Erdoğan’dan sosyal medyaya gözdağı: Gönüllü destek vermezlerse…

Yayın tarihi: 1 Aralık 2020 Salı 1:09 pm - Güncelleme: 1 Aralık 2020 Salı 4:52 pm

AKP’li Cumhurbaşkanı Recep Tayyip Erdoğan, Türkiye’de temsilcilik açmayan sosyal medya şirketlerine tepki göstererek, “İyi niyetli çabalarımıza gönüllü destek vermezlerse Türkiye her şartta vatandaşının hukukunu korumayı sürdürecek” dedi. Erdoğan, “Hiçbir denetimin olmadığı, keyfiliklere açık, hukukun dışında bir alan olarak algılandığında dijitalleşmenin bizi götüreceği yer, faşizmdir” iddiasını ileri sürdü.

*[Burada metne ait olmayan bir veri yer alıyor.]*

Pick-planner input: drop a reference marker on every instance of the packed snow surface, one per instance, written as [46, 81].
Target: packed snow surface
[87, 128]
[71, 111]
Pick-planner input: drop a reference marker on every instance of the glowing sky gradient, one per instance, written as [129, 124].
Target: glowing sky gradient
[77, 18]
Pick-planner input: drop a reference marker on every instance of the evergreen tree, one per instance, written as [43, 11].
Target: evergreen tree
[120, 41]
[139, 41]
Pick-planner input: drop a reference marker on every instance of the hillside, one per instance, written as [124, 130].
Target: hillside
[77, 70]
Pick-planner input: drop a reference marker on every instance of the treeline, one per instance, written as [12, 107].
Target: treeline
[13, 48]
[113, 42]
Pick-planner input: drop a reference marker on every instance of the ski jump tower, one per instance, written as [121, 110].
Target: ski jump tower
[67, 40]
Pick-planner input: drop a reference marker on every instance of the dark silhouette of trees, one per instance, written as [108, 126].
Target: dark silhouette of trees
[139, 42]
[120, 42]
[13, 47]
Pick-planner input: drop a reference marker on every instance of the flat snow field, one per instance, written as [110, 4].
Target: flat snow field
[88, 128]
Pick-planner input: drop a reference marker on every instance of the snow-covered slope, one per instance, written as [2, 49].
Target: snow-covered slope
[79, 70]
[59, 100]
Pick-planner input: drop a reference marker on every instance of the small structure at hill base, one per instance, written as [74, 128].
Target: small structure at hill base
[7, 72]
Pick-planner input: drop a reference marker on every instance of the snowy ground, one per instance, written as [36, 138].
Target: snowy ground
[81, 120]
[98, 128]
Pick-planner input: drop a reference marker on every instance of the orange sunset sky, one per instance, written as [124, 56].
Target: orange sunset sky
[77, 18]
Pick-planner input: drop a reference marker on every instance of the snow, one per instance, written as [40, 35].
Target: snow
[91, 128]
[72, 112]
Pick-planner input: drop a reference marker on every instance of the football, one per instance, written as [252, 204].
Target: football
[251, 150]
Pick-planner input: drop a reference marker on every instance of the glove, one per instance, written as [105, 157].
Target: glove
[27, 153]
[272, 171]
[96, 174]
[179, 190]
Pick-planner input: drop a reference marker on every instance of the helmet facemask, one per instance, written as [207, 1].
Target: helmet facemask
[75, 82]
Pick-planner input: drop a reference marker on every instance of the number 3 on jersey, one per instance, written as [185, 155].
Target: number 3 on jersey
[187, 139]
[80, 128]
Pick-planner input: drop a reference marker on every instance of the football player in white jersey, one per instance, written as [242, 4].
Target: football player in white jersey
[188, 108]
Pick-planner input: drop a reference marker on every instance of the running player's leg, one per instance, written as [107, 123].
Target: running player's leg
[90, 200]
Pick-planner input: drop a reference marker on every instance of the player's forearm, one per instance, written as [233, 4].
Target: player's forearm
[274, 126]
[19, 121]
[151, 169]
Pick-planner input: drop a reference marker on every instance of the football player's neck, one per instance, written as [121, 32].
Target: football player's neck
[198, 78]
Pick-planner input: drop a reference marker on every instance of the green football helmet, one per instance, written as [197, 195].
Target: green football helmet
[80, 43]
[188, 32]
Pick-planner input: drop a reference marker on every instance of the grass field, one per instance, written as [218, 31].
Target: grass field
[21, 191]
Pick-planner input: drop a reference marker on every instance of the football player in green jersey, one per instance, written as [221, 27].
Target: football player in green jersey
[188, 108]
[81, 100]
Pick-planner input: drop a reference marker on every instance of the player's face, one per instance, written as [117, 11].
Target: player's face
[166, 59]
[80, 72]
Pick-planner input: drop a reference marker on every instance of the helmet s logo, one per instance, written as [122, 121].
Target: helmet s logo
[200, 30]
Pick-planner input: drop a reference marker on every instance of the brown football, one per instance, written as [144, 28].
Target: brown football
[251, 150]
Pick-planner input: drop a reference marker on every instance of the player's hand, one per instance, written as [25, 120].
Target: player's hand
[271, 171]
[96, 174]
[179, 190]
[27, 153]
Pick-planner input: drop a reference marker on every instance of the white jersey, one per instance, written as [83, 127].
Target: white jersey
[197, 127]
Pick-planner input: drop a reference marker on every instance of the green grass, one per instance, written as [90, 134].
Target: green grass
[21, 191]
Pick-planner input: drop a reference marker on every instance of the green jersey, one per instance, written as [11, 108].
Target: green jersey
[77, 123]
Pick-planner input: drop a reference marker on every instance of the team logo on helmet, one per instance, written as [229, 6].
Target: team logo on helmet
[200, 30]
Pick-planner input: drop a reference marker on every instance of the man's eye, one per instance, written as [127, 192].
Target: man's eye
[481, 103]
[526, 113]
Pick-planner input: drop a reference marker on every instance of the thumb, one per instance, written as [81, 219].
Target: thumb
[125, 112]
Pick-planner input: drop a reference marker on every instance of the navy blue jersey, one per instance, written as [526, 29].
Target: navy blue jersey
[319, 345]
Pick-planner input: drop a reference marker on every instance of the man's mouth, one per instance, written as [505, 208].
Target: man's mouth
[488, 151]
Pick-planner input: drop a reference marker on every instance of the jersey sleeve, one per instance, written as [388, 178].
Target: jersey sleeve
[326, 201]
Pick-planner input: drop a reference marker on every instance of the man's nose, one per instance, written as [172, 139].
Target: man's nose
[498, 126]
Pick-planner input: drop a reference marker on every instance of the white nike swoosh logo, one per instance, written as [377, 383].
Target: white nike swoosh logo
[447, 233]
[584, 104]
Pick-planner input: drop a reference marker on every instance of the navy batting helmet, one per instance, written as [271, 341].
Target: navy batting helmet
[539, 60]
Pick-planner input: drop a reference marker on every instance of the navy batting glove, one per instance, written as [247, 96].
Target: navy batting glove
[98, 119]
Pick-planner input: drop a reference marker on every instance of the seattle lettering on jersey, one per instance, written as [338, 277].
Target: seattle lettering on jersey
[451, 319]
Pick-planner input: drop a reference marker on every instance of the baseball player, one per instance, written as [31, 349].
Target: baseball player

AKP’li Cumhurbaşkanı Recep Tayyip Erdoğan, 4’üncüsü düzenlenen TRT World Forum’a video konferans yöntemiyle canlı bağlandı.

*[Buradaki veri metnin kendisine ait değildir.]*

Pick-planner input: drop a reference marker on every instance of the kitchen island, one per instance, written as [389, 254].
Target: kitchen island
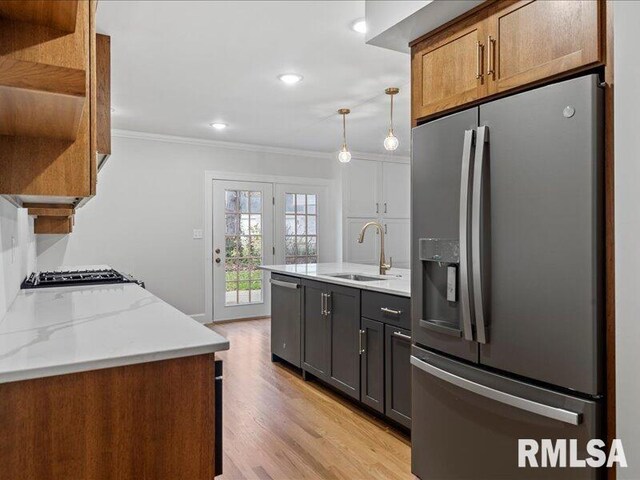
[397, 281]
[105, 381]
[349, 327]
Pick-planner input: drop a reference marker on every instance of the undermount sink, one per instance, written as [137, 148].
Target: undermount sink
[357, 277]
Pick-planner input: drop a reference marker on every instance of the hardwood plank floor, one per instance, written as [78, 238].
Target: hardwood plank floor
[277, 426]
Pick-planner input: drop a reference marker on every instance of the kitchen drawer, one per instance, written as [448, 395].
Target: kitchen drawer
[387, 308]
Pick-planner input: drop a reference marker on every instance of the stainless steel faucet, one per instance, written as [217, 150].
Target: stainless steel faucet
[383, 262]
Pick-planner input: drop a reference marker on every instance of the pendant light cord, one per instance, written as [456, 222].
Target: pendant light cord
[344, 129]
[391, 124]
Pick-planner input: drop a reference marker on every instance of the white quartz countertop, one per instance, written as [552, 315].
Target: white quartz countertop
[54, 331]
[397, 281]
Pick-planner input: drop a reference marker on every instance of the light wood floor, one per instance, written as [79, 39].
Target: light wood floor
[277, 426]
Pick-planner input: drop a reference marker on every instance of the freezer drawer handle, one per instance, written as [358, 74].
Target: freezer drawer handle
[476, 232]
[465, 186]
[284, 284]
[554, 413]
[439, 327]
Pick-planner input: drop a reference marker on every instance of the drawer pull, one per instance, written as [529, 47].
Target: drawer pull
[479, 51]
[491, 42]
[402, 335]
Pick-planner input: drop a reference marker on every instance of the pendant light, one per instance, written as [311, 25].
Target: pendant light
[391, 142]
[345, 155]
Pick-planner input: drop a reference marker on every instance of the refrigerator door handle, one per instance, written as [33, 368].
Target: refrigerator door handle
[476, 234]
[465, 184]
[554, 413]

Sosyal medyayı hedef alan Erdoğan, bir süredir yükselmekte olan yeni medya araçlarının, salgının ortaya çıkardığı tabloda daha da yaygınlık kazandığını belirterek, “İnsanı maddi ve manevi varlığıyla bir bütün olarak gören dijitalleşme, hepimiz için hayırlı neticeleri beraberinde getirecektir. Ancak hiçbir denetimin olmadığı, keyfiliklere açık, hukukun dışında bir alan olarak algılandığında dijitalleşmenin bizi götüreceği yer, faşizmdir” ifadelerini kullandı.

“ADI ÖZGÜRLÜK OLAMAZ”

“Dijitalleşme, özgürlüğün alanını genişletirken yeni adaletsizliklere, yeni haksızlıklara, yeni ötekileştirmelere yol açmamalıdır” diyen Erdoğan, şunları söyledi:

“Son yıllarda sosyal medya platformlarının kullanımının yaygınlaşmasıyla, maalesef bu konuda çok ciddi sorunlar yaşanıyor. ‘Sınırsız özgürlük’ başlığı altında tamamen denetimsiz bir alan oluşturularak, yeni mağduriyetlerin oluşmasına sebebiyet veriliyor. Kimi zaman mevcut hukuk düzeninin bile yetersiz kaldığı bu durum, ‘siber zorbalık’ başta olmak üzere psikolojik ve sosyal sorunlara kapı aralıyor. Mağdurlar, çoğu kez şikâyetlerini ulaştırabilecekleri ne bir muhatap, ne de haklarını arayabilecekleri hukuki bir mecra bulabiliyor. Kötülük yapanın, suç işleyenin yanına kâr kaldığı bir düzenin adı özgürlük olamaz.”

SOSYAL MEDYA YASASINI ÖVDÜ

“Devletlerin vatandaşlarını koruma gayesiyle attığı iyi niyetli adımlar ise hemen ‘özgürlüklere müdahale’ parantezine alınarak, akim bırakılmaya çalışılmaktadır. Geçen aylarda yürürlüğe giren kanuni bir düzenlemeyle sosyal medya şirketlerine ülkemizde temsilci bulundurma zorunluluğu getirdik. Bunu yaparken de uluslararası hukukun bize tanıdığı yetki çerçevesinde, özgürlük-güvenlik dengesini gözeterek hareket ettik. Vatandaşlarımızı, bilhassa da yetişkinlere nazaran daha hassas durumda olan çocuklarımızı korumayı amaçlıyoruz. Temennimiz, kendilerini hukukun dışında gören bu kurumların, ülkemizin iyi niyetli çabalarına gönüllü bir şekilde destek vermesidir. Aksi takdirde Türkiye, her şart altında vatandaşının hukukunu korumayı sürdürecektir.”

GEZİ’Yİ HEDEF ALDI!

Erdoğan, aradan 7 yıl geçmesine rağmen bir kez daha Gezi eylemlerini hedef alarak, “Özellikle 2013 senesinden itibaren Gezi Olaylarıyla başlayan süreçte, ülkemiz çok ciddi haksızlıklara, çifte standartlara maruz kalmıştır. Sokakları yakıp yıkanlar, 24 saat canlı yayın yapan uluslararası medya kuruluşları tarafından, barışçıl göstericiler olarak lanse edilmiştir” iddiasında bulundu.